Siccome in 5 anni non è stato fatto nulla bisogna stilare un agenda quasi chirurgica. E’ giusto che si riparta dall’amnistia e dall’indulto, perché ridurre l’affollamento consentirebbe di avere due anni di tempo per poter fare i lavori di ristrutturazione necessari per adeguare le tante carceri fuorilegge. Poi penso che bisognerebbe intervenire su poche leggi: quella sulla droga (non si può punire chi consuma), la Bossi-Fini (il carcere non è un argine all’immigrazione), la Cirielli sulla recidiva e poi, come sosteneva Giuliano Pisapia, mettere in campo dopo 75 anni il nuovo codice penale. Che significa non solo depenalizzare molti reati e incentivare pene alternative e riparative ma anche cambiare la visione della società. Il codice Rocco si appella a valori ormai superati, bisogna invece valorizzare i reati finanziari e speculativi, quelli ambientali e informatici, tutte cose che esistono ma che rischiano di essere marginali perché alla fine in carcere ci vai solo se rubi o scippi. Oggi le condizioni sono disumane, e si va avanti solo perché c’è una popolazione interna molto debole e disgregata. Così quello che fanno i detenuti è prendersela con se stessi attraverso il suicidio e l’autolesionismo. Fuori non si vuole sapere ma nelle carceri il sangue scorre a fiumi, ci sono detenuti in sciopero della fame, che si cuciono la bocca, che si feriscono, e tutto accade nel silenzio più assoluto.

Però qualcuno vuole sentire tutto. Abbiamo scritto di una rete di spionaggio segreta.
La denuncia del manifesto dà l’idea di chi ha gestito il Dap. A conclusione di questo fallimento spunta anche questa circolare la cui responsabilità, temo, verrà scaricata sull’antimafia senza che questo di per sé giustifichi nulla.

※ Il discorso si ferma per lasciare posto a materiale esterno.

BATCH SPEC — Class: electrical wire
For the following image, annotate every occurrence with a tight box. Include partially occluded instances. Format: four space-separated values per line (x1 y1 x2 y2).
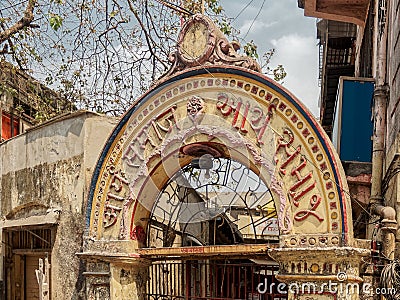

Per controllare i 500 detenuti in 41bis già esistono i Gom. E ora ci si inventa un altro gruppo per fare attività di spionaggio?

Aspettiamo che il governo riferisca in aula.
Si dovrà chiarire soprattutto se quella richiesta sia stata usata per un controllo generalizzato e indiscriminato. Con l’aggravante, pare, di raccogliere informazioni perfino su fatti non penalmente rilevanti. Siamo allo stavolgimento del diritto. Il danno è grave: anche solo il sospetto che questi controlli esistano davvero ha travolto la vita dei detenuti, del personale, dei volontari e dei visitatori. Tutti hanno paura di essere spiati. Il ministro deve azzerare i vertici del Dap. Siamo all’ultima vergogna di fronte a cui, a maggior ragione, va attuata la proposta di un garante nazionale dei detenuti.

Ma come ripartire?
Il Dap è diventato una struttura elefantiaca da 1.800 persone. Un terzo, credo, sarebbero più che sufficienti per il dipartimento se solo si facessero lavorare come dovrebbero i provveditorati regionali. Oggi invece si preferisce fare tutto a Roma.

Perché, secondo lei?
Per gestire in maniera corporativa, opaca e clientelare tutta l’edilizia, il personale e anche i detenuti. Operazioni di un certo tipo è meglio farle da largo Daga, se si decentrassero davvero le responsabilità il controllo sarebbe più diffuso e trasparente. Il Dap va ricostruito a partire da una bonifica morale, e a questo punto anche «tecnologica», che cancelli ogni sospetto. Per il successore di Tinebra, Mastella dovrebbe indicare pubblicamente qual è il suo progetto sul carcere e su questa base chiedere a chi ritiene all’altezza un programma di realizzazione. Non è tempo di incarichi al buio ma di trasparenza. Le nomine saranno decisive per il cambiamento. E la discontinuità per esprimersi richiede anche forme originali.